By Tom Sims and Matthias Inverardi
FRANKFURT (Reuters) -Deutsche Bank posted its first loss in four years in the second quarter after setting aside 1.3 billion euros ($1.41 billion) as a provision for an investor lawsuit, scuppering plans for a stock buyback and triggering a 7% drop in shares.
The loss at Germany's largest lender broke a profit streak of 15 consecutive quarters, in a setback for the bank's turnaround under CEO Christian Sewing.
The bank also increased its forecast for possible credit losses, and its finance chief said the bank was unlikely to conduct a second share buyback this year, sending shares lower.
Deutsche executives nevertheless said the quarter was an aberration and that the bank should still meet its targets.
The loss is "solely due to the legal provision", CEO Christian Sewing wrote in a memo to employees.
He said "our operating strength is evident" and that the bank would meet its financial goals.
The bank's quarterly earnings are part of a flurry of reports from Europe's biggest banks, as investors search for evidence of whether gains from higher interest rates have lost steam and political turmoil in France and the U.S. and a change of government in Britain have affected sentiment.

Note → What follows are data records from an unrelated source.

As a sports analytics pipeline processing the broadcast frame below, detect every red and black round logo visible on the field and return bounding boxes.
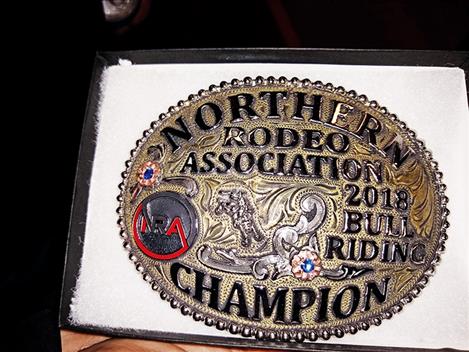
[133,192,198,260]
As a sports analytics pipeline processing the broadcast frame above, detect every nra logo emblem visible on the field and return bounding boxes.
[118,77,449,341]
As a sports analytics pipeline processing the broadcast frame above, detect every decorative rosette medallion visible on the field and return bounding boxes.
[118,77,448,341]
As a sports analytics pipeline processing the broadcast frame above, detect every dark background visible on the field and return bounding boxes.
[9,0,469,351]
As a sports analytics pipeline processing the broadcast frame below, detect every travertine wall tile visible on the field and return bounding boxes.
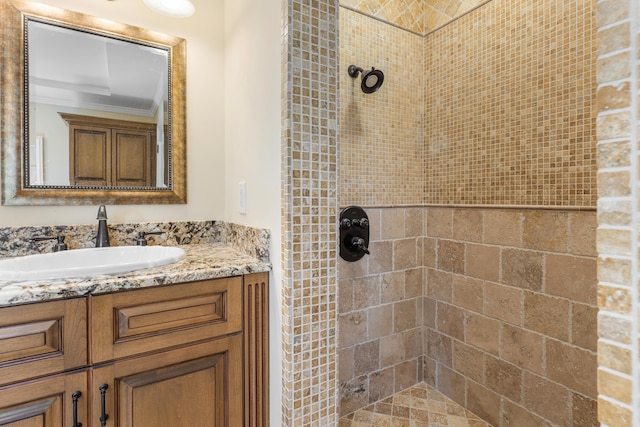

Analysts with RBC Capital Markets and KBW said Deutsche's underlying results were good.
The legal issue at Deutsche centres around the no-frills Postbank, with its millions of clients and roots in the country's postal system, which Deutsche began acquiring during the 2008 global financial crisis.
With the purchase, Deutsche was seeking to broaden its reach in Germany with a steady income stream after years of rapid international expansion.
Instead, Postbank has evolved into a source of consumer complaints, regulatory scrutiny, labour strife and the long-running and costly lawsuits.
The suits, which claim Deutsche underpaid for the Postbank acquisition, have been bouncing around courts for years.
Deutsche said in April that although it strongly disputed the claims, it had decided to post a provision for the cases of 1.3 billion euros. The surprise move led to a 9% drop in shares.
WEAK GERMAN ECONOMY
The bank is navigating a weak economy in its home market, which Germany's central bank this week said was growing more slowly than it had expected and that hopes of an imminent industrial rebound had faded.
Regulators have said 2024 could be more challenging for German bank profits as a property crisis weighs and loans go bad.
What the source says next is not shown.